Hi Ian, I’d start here: “my research focuses on smaller economies so these are commonly ommitted from the ACS data because they have less than 100,000 workers.” Consider the significance of this for your research: in general, ACS public-use microdata do not have a sample size adequate to support many types of analysis for areas with fewer than 100,000 residents. As such, it may be that you won’t be able to get statistically meaningful results for “smaller economies” by conducting your analysis using only ACS microdata.

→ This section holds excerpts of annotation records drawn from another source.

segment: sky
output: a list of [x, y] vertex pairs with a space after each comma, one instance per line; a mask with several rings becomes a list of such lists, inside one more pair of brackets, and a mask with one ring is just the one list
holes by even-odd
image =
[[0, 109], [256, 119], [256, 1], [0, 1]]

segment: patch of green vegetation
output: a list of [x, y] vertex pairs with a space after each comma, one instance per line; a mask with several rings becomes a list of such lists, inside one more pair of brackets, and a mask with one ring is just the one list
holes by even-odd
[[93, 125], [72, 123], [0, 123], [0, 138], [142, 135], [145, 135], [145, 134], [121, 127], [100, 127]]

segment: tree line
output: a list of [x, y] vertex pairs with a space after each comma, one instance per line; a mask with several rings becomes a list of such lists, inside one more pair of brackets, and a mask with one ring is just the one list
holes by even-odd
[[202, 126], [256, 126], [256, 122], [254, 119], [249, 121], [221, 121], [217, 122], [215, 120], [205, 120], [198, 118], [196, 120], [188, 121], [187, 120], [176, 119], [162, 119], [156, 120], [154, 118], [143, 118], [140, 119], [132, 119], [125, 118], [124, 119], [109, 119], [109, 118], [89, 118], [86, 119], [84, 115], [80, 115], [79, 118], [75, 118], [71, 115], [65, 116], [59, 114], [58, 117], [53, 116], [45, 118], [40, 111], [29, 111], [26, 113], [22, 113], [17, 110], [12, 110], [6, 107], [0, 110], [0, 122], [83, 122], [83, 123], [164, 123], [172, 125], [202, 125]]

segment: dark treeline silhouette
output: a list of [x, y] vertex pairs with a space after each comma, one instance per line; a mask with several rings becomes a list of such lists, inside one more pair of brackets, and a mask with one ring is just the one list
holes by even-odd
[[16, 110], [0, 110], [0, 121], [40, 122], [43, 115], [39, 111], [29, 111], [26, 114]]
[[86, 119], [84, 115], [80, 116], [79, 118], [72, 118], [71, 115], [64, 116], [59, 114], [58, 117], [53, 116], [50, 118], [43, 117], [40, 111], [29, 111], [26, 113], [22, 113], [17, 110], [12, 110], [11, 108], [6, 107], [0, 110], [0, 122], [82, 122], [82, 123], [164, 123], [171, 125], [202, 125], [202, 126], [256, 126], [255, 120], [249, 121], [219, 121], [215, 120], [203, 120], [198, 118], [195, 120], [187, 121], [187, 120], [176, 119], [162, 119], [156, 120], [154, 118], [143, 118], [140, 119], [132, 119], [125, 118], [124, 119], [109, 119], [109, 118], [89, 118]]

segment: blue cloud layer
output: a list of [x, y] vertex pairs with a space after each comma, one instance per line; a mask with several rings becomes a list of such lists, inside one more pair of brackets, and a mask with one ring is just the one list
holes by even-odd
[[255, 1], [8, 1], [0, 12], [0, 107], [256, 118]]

Using a crosswalk will not help with this problem, and in fact, it would only make an analysis even less reliable. A crosswalk from PWPUMAs to counties can only indicate what portion of each PWPUMA’s population lies in each county within the PWPUMA. (That’s the case with the crosswalks I provided earlier.) It provides no further information to tell you exactly which respondents worked in each county. So in a case where a single PWPUMA corresponds to several small-population counties, you’d be dealing with two major sources of uncertainty: first, as noted above, the small sample basis may not be adequate to make accurate inferences about the population of interest, and second, you wouldn’t actually know which of the PWPUMA’s workers worked in a particular county.

You could assign a probability that a given worker worked in a particular county based on the populations of each county in a PWPUMA, and you might improve your model of that probability by using summary data about each county’s workers to impute which microdata records to assign to each county. (See for example the research of Nagle et al. 2014 for a method of using summary data to assign microdata records probabilities of residence in different small areas.) But there’d still be a lot of remaining uncertainty about which workers worked where and, of course, a small sample basis.

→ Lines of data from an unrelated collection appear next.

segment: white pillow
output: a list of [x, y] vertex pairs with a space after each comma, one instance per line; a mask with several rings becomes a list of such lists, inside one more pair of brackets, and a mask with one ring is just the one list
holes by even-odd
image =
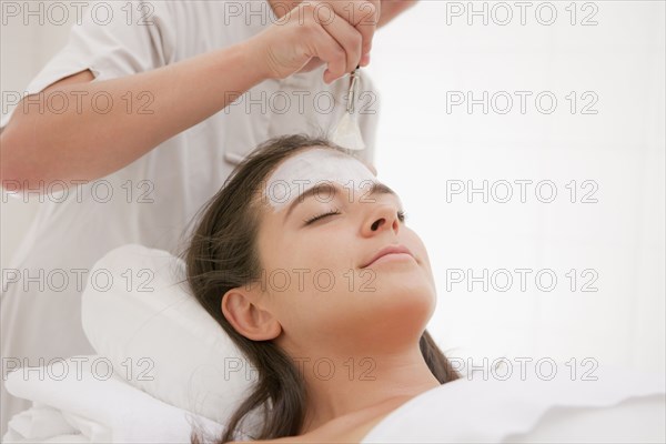
[[82, 323], [114, 374], [176, 407], [226, 424], [256, 372], [188, 292], [184, 263], [128, 244], [88, 274]]

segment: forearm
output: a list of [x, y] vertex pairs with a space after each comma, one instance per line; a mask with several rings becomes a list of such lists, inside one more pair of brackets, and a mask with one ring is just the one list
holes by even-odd
[[41, 112], [19, 103], [0, 135], [2, 182], [94, 180], [122, 169], [263, 81], [250, 49], [244, 42], [149, 72], [62, 87], [64, 111], [61, 98], [48, 100], [53, 91], [39, 99]]

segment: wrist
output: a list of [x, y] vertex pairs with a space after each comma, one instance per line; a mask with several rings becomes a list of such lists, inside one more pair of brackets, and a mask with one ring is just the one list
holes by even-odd
[[239, 57], [241, 58], [240, 65], [243, 67], [249, 75], [258, 83], [264, 80], [274, 79], [272, 70], [268, 63], [268, 54], [263, 49], [262, 42], [253, 37], [238, 44]]

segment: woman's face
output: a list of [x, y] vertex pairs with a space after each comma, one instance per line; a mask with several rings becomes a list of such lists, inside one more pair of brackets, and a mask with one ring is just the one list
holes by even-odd
[[[316, 147], [282, 161], [264, 184], [258, 300], [282, 326], [278, 343], [292, 353], [413, 346], [436, 295], [398, 196], [359, 160]], [[411, 254], [371, 263], [387, 246]]]

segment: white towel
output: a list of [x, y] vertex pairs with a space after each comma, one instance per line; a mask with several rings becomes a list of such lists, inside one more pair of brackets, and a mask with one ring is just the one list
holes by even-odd
[[107, 377], [105, 365], [98, 366], [102, 374], [93, 373], [95, 360], [74, 356], [41, 374], [23, 369], [9, 373], [7, 390], [33, 406], [12, 417], [2, 442], [189, 443], [193, 426], [204, 437], [223, 431], [221, 424], [155, 400], [117, 375]]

On top of these issues, the changes in county and PUMA boundaries within your period of interest add more complications. For example, in 2022, the Census Bureau switched from identifying eight counties in Connecticut to a new set of nine county equivalents with altogether different boundaries. There’s no way to crosswalk from one set to the other in a highly reliable way, so crosswalking across time would add substantially more uncertainty to an analysis. Similar problems exist for changes between the 2010 and 2020 PWPUMAs.

I’ll close by linking to a few resouces that could help with crosswalking, if you choose to go that route:

  • Geocorr provides crosswalks between 2020 counties and 2020 PUMAs (as used in 2022 and later ACS microdata). You can also use it to get crosswalks to “Connecticut planning regions,” the new county equivalents in use starting in 2022.
  • IPUMS USA provides composition files for 2020 PWPUMAs and MIGPUMAs indicating which counties and which PUMAs are in each PWPUMA/MIGPUMA.
  • IPUMS NHGIS provides geographic crosswalks from 2010 small-area units to 2022 counties, and from 2020 and 2022 small-area units to 2010 counties, which could be helpful for some types of crosswalking. NHGIS also redistributes ACS summary tables, which include various summaries of worker characteristics by county, including many counties that aren’t identified by the PWCOUNTY microdata variable.